Hive版本: hive-1.1.0-cdh5.14.2
1. 列转行函数:explode
(1) 输入类型为array
语法:explode(ARRAY a)
返回值:T
描述:展开array,其中每个元素占一行
0: jdbc:hive2://node03:10000> select explode(array('A', 'B', 'C'));
+------+--+
| col |
+------+--+
| A |
| B |
| C |
+------+--+
(2) 输入类型为map
语法:explode(MAP<Tkey,Tvalue> m)
返回值: Tkey,Tvalue
描述:展开map,每个k-v对占一行
0: jdbc:hive2://node03:10000> select explode(map('A',10, 'B',20, 'C',30));
+------+--------+--+
| key | value |
+------+--------+--+
| A | 10 |
| B | 20 |
| C | 30 |
+------+--------+--+
2. 列转行函数(增加行号):posexplode
语法: posexplode(ARRAY a)
返回值: int,T
描述: 展开array,并返回元素在array中的索引号
0: jdbc:hive2://node03:10000> select posexplode(array('A','B','C'));
+------+------+--+
| pos | val |
+------+------+--+
| 0 | A |
| 1 | B |
| 2 | C |
+------+------+--+
3. 列转行函数:inline
语法:inline(ARRAY<STRUCTf1:T1,...,fn:Tn> a)
返回值: T1,…,Tn
描述: 展开嵌套struct的array,每个struct占一行
0: jdbc:hive2://node03:10000> select inline(array(struct('A',10,date '2015-01-01'), struct('B', 20, date '2016-02-02')));
+-------+-------+-------------+--+
| col1 | col2 | col3 |
+-------+-------+-------------+--+
| A | 10 | 2015-01-01 |
| B | 20 | 2016-02-02 |
+-------+-------+-------------+--+
4. json解析函数: json_tuple
语法:json_tuple(string jsonStr,string k1,…,string kn)
返回值: string1,…,stringn
描述:解析jsonstr,并按指定的key返回结果。一次调用,可以返回多个键值,所以比get_json_object高效。

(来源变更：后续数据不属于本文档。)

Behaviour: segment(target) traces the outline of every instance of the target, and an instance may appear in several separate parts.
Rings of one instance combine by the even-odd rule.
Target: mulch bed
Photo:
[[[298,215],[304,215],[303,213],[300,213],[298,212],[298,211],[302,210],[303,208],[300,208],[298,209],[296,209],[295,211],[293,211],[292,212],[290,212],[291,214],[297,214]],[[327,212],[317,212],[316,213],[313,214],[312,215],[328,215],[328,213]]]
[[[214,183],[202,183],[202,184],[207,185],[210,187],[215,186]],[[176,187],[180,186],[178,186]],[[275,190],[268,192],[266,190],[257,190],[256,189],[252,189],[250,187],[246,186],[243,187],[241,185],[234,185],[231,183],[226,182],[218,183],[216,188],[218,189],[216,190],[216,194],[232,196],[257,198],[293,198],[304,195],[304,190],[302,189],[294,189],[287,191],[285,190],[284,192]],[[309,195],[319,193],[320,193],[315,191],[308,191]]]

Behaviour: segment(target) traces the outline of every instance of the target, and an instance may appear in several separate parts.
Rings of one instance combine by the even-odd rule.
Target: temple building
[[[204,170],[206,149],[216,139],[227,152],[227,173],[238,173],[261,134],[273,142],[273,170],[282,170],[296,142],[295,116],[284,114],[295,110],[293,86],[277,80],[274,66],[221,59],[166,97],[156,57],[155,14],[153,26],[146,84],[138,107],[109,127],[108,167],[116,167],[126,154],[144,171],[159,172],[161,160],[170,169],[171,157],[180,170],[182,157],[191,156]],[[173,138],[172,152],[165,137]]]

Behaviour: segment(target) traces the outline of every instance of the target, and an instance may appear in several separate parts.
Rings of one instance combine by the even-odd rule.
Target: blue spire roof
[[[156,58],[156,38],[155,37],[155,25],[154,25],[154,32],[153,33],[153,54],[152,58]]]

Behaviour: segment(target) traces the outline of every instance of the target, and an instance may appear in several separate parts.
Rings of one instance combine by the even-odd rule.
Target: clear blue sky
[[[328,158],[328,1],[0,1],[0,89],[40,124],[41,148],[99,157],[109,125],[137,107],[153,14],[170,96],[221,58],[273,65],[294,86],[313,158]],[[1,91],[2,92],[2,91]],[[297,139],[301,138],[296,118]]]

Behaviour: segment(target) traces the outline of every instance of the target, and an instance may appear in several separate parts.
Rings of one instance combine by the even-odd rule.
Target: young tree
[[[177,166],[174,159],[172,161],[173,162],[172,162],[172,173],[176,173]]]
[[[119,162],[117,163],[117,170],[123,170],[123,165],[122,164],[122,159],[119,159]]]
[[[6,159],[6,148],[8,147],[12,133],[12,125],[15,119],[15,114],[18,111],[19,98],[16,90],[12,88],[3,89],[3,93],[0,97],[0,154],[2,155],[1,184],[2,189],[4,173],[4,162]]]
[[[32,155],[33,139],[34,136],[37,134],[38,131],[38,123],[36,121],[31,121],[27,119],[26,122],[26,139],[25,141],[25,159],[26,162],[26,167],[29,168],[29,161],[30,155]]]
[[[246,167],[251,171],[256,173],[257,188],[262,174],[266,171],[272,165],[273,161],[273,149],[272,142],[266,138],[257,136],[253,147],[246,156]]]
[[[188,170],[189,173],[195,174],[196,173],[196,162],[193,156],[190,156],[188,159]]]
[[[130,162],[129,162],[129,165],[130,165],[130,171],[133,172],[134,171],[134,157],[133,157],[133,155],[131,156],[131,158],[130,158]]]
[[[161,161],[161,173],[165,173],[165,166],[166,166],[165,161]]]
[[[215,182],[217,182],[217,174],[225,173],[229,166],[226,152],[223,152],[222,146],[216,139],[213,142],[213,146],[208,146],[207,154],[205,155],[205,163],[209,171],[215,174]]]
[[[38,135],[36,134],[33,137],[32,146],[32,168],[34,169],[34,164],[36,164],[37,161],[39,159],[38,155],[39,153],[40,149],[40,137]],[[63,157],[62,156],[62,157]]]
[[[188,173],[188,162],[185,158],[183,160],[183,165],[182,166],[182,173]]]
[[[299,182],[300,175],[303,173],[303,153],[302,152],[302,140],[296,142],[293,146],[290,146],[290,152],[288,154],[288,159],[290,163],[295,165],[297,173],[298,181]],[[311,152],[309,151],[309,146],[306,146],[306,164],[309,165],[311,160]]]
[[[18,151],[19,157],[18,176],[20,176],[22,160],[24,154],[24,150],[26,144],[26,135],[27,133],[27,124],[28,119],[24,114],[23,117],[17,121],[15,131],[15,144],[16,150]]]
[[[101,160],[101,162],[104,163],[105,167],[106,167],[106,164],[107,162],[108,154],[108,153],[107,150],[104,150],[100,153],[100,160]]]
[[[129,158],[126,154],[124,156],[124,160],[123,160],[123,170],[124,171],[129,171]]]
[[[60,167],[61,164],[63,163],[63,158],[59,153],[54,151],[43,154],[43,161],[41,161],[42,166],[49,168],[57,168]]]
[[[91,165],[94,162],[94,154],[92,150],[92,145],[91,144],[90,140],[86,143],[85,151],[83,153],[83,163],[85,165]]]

0: jdbc:hive2://node03:10000> set hivevar:jsonstr = '{"store":{"fruit":\[{"weight":8,"type":"apple"},{"weight":9,"type":"pear"}], "bicycle":{"price":19.95,"color":"red"} },"email":"amy@only_for_json_udf_test.net","owner":"amy"}';
0: jdbc:hive2://node03:10000> select b.* from
. . . . . . . . . . . . . . > (select ${hivevar:jsonstr} as jsonstr) a
. . . . . . . . . . . . . . > lateral view json_tuple(a.jsonstr, 'email', 'owner') b as email, owner;
+---------------------------------+----------+--+
| b.email | b.owner |
+---------------------------------+----------+--+
| amy@only_for_json_udf_test.net | amy |
+---------------------------------+----------+--+
5. url解析函数: parse_url_tuple
语法: parse_url_tuple(string urlStr,string p1,…,string pn)
返回值: string1,…,stringn
描述:解析urlstr,返回指定部分的值。不同于parse_url(),parse_url_tuple可以一次返回url多个部分的值。可以指定的有效值为: HOST, PATH, QUERY, REF, PROTOCOL, AUTHORITY, FILE, USERINFO, QUERY:
0: jdbc:hive2://node03:10000> set hivevar:urlstr = 'https://www.tableName.com/path1/p.php?k1=v1&k2=v2#Ref1';
0: jdbc:hive2://node03:10000> select parse_url_tuple(${hivevar:urlstr},'HOST','QUERY:k1','REF');
+--------------------+-----+-------+--+
| c0 | c1 | c2 |
+--------------------+-----+-------+--+
| www.tableName.com | v1 | Ref1 |
+--------------------+-----+-------+--+
0: jdbc:hive2://node03:10000> select b.* from
. . . . . . . . . . . . . . > (select ${hivevar:urlstr} as urlstr) a
. . . . . . . . . . . . . . > lateral view parse_url_tuple(a.urlstr,'HOST','QUERY:k1','REF') b as host,k1,ref;
+--------------------+-------+--------+--+
| b.host | b.k1 | b.ref |
+--------------------+-------+--------+--+
| www.tableName.com | v1 | Ref1 |
+--------------------+-------+--------+--+